Newly organized Catholic parishes at mid-century represented about 10 percent of all new churches, Dudley said in an interview. That portion has dropped to 5 percent, while the combined percentage of new Baha'i, Muslim, Jewish and Mormon congregations has increased from about 3 percent to more than 20 percent, he said. Evangelical Protestant congregations make up the largest portion, 58 percent, of new congregations.

In an observation that could have a long-range impact on worship, the study found that many of the healthiest congregations -- measured by membership growth and financial stability -- offer alternative worship styles that appeal to younger worshipers, with electric guitars and keyboards rather than pipe organs and pianos. Such congregations are likely to be evangelical Protestant, with authority based "in the Holy Spirit" rather than in creeds or reason.

BRITAIN: A religion researcher's 40-year quest to tabulate every believer on earth has been completed by David B. Barrett, who recently published the second edition of his global analysis of faiths and the faithful, trends, details and his best estimated count of believers of all religions in each of 238 nations and territories worldwide.

The 2001 edition, successor to his 1983 first edition which took a decade to compile, identifies 10,000 distinct religions, of which 150 have 1 million or more followers. Within Christianity, he counts 33,830 denominations.

Among the studies’ claims:
- The full Bible is available in 1,943 languages and the New Testament in an additional 2,897.
- Christians baptize 122,000 new members in the average day.
- Organized Christianity spends $270 billion a year on all causes.
- Growth is in the Southern Hemisphere especially, notably in Africa.
- Christianity started out the past century 81 percent White and ended at 45 percent White.

“This is a huge change, not just ethnically but in what Christianity is all about. Christianity is steadily moving from this Caucasian, European-dominated, modern way of life, even beyond Christianity, as an institution," the study says.

CHANGES IN RELIGION

What is the future of religion? One of the simplest ways to look at the future is a straight line projection. For example, if population continues to grow at its current rate, in the year 2025 there will be more then eight billion people on the earth. This is a simple straight line projection. Following this logic:

-If the number of people becoming Christians continues at the current rate, in year 2025 three-billion eight-hundred million people will call themselves Christians.
-That same year, 2025, Islam, the fastest growing faith worldwide, will have two billion Muslims.
-In 2025 one-billion people will call themselves Hindus.
-Four hundred million people will call themselves Buddhists.
-Sixteen million people will call themselves Jews.

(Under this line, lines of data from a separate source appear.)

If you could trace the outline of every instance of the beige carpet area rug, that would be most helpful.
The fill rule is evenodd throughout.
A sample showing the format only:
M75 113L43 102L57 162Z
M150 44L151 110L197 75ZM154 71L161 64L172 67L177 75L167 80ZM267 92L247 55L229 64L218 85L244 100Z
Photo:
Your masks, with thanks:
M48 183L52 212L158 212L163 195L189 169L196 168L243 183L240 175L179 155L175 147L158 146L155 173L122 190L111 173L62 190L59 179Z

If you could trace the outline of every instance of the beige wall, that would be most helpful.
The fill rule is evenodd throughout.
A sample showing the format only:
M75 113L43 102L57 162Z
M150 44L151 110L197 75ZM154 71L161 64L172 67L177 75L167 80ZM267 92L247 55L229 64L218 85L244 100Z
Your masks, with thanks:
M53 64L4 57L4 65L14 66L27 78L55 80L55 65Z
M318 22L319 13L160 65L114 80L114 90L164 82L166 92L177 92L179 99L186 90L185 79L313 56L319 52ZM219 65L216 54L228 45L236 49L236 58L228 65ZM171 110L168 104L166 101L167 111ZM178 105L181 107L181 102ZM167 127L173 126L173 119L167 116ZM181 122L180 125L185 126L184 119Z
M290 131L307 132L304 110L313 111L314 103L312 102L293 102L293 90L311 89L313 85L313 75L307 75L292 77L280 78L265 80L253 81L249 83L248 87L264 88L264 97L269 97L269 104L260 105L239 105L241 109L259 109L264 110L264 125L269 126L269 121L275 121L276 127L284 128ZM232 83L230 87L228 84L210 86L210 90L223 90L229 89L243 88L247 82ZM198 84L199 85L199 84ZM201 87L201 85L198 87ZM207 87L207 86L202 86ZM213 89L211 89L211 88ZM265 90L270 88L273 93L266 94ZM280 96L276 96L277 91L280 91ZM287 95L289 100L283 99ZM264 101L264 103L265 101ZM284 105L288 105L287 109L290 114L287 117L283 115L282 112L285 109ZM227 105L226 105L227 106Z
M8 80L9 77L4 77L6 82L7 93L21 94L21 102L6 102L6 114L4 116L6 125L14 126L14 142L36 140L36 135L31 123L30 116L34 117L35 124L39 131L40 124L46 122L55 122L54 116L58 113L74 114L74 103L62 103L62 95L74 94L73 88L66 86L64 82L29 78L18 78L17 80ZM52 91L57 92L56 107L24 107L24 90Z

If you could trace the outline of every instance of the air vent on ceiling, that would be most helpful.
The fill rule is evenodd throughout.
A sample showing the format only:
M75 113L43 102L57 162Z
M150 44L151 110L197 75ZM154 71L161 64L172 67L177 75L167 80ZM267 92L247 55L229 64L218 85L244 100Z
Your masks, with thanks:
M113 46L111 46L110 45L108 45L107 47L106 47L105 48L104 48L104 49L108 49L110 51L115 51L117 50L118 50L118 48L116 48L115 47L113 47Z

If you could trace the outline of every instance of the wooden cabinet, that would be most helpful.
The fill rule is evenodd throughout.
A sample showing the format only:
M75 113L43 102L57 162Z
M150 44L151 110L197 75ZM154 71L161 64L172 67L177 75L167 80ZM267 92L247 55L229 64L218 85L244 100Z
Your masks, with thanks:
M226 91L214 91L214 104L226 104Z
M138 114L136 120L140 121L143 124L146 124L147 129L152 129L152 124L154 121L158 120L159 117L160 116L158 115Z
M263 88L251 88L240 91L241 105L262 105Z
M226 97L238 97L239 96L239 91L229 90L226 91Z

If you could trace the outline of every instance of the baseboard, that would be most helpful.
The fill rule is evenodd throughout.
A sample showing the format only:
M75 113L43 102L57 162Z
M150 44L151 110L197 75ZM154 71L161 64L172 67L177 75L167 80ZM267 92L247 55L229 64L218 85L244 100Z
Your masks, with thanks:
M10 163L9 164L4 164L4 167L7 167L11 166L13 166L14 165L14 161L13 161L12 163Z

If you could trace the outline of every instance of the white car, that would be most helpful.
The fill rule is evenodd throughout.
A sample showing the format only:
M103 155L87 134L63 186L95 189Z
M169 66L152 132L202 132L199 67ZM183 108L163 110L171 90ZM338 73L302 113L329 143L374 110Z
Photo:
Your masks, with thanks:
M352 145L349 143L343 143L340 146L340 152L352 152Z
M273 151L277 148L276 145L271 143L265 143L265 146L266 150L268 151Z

The computer and the Internet are examples of basic changes that are shaping our future. The Los Angeles Times recently published a report on the future of religion. The entire story focused on how the Internet is changing religion. They gave several examples.

-A Moslem living anywhere in the world, can log onto IslamiCity and listen to the call to prayer spoken in Arabic and the Friday sermon at a Los Angeles mosque. And I actually did this last week in preparing my sermon on Islam.
-Buddhists seeking enlightenment can go to BuddhaNet and ask for insight into the meaning of life.
-Jews can turn to thewall.org to type out messages, which students in Jerusalem print out and place in the Western Wall.
-Christians can log into the Crystal Cathedral's Web site each Sunday to hear that church's version of Christianity. Hundreds turn to the Crystal Cathedral's online counseling service, where they can confess their troubles to volunteer counselors in chat rooms.